@HiSaturnV I saw that you pushed a new release to Github today. I noticed though that the HW builds you uploaded do not appear to reflect the changes you noted. The SW builds appear to do so.
Gotcha, I think I might've messed up the files. I've recompiled the HW build and edited the release, let me know if the changes are present.
I'm back, and i can confirm that the third .cia posted before the official 1.30v (is it the same?) seems to work perfectly. No crashes after a good 45/60 minutes of gameplay, 3D still works perfectly, and i was able to exit the game normally (which was solved in the previous version).
I didn't get to play a special stage, i assume those still look strange. But if you can overlook that tiny issue, this port is just perfect
Also, i'm testing on O3DS so yes, this runs fullspeed even while using 3D, so go ahead and install it!
edit: the menus on the time attack part of the game look weird! i just found out. Not a dealbreaker, still playable. But there's that
Yea, Time Attack is weird, mainly because the HW backend doesn't fully take palettes into account as of yet.

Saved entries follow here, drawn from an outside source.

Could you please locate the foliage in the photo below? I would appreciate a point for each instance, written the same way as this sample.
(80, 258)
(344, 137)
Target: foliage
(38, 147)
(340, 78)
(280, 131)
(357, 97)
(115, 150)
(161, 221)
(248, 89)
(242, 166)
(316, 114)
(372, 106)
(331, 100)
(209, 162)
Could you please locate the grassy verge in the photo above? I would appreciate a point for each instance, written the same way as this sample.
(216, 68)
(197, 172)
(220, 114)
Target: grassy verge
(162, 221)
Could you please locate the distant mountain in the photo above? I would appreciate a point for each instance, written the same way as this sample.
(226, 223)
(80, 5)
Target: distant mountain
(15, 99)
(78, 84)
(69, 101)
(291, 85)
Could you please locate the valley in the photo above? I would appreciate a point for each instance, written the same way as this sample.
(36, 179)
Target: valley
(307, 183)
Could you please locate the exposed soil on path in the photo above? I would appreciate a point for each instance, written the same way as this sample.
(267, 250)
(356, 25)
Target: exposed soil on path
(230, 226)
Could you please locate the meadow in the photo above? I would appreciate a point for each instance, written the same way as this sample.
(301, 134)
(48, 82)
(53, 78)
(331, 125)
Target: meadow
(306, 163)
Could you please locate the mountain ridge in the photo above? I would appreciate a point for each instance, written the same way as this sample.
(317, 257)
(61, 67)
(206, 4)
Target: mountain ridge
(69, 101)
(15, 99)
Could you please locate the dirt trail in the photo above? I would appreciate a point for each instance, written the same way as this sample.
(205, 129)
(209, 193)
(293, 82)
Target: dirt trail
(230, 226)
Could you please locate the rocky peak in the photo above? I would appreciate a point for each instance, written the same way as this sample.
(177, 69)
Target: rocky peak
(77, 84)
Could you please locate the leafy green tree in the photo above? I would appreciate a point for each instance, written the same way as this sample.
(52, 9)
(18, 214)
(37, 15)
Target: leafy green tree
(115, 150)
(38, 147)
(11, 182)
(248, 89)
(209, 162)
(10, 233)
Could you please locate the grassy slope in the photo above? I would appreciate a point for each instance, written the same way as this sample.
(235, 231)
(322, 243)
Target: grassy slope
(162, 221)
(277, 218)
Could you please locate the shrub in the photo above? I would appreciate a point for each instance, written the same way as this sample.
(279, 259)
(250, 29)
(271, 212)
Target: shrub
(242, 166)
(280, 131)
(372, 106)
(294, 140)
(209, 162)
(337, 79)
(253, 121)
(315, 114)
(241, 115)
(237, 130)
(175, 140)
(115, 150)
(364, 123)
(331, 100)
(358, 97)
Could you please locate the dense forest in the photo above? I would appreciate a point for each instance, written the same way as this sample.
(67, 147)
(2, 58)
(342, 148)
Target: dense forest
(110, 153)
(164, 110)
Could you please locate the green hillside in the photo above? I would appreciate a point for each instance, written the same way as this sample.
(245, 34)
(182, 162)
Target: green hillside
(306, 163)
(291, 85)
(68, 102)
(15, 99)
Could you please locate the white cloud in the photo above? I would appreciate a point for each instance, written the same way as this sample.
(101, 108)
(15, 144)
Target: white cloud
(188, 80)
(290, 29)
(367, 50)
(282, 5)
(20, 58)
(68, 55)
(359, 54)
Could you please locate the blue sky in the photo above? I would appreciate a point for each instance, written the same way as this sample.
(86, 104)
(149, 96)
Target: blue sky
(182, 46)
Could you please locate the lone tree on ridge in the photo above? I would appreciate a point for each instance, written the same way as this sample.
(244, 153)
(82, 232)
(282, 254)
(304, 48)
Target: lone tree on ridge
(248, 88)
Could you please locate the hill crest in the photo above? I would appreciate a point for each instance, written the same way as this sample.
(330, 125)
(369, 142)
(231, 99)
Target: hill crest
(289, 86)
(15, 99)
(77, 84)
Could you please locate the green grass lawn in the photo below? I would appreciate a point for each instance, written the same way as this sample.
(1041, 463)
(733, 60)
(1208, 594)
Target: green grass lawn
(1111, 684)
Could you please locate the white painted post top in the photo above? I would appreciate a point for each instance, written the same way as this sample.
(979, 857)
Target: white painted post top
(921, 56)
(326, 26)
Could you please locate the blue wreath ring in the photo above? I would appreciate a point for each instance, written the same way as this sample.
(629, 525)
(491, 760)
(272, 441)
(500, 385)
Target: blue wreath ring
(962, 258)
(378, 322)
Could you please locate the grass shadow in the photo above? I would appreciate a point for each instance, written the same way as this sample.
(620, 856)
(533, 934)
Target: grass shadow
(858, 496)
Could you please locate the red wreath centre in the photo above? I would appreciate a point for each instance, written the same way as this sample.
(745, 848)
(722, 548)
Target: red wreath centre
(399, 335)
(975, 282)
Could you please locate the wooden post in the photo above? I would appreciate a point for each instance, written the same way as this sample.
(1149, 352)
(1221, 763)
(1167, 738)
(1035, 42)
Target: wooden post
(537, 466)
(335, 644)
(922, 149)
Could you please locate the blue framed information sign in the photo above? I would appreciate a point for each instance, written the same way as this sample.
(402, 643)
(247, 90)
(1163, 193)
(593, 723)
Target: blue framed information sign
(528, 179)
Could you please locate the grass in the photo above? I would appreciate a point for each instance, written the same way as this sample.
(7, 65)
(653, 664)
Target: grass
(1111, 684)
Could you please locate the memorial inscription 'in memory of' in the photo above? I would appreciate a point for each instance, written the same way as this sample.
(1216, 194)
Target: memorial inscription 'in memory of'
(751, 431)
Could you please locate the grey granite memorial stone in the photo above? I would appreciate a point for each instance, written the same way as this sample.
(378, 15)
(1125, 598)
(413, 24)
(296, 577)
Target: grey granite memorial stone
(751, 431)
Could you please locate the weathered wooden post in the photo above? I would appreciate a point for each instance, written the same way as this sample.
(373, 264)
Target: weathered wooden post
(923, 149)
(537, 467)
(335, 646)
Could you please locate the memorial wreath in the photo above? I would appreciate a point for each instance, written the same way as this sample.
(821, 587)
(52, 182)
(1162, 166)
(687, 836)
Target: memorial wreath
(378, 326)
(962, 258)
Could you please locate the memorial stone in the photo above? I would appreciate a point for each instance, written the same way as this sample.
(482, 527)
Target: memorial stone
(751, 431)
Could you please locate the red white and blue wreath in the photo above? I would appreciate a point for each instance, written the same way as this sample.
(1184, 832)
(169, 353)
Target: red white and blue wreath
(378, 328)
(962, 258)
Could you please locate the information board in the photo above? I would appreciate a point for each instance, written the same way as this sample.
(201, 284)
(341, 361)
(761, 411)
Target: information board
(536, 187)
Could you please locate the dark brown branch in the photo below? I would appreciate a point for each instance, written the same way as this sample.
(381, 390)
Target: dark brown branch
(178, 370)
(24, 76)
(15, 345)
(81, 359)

The Retro Engine is kinda built like an old game console in that graphics loaded need to take into account a limited set (or palette) of 256 colors. Older game consoles had support for paletted textures (which would make implementing something like this trivial), but unfortunately, the 3DS doesn't appear to, at least, in 3DS mode. This is why palette-based effects don't work correctly in the current HW build. If I remember correctly, this is also why some 3DS emulators don't work well with games that use specific palette-based effects. The SW backend, while inefficient, allows these effects to be rendered correctly, by virtue of manually placing each pixel on the screen, checking graphics against the current color palette.
Thing is, the Retro Engine stores 8 palettes internally, and from what I've seen, these palettes appear to be static. I think caching the graphics against all 8 palettes and creating a reference to the current palette texture index should be enough to implement palette cycling, as well as fix most palette-related issues.
That said, graphics need to be rearranged (tiled/swizzled) to play nice with the 3DS's graphics chip (PICA200), and the current way the HW build does this is kinda inefficient, in that it rearranges graphics in real time. This is part of the reason why load times suck on O3DS. Considering the game's tilesets should all be the same size, I think introducing a lookup table and caching graphics against that should speed things up considerably, as well as make it easier to cache versions of the tileset using all 8 palettes.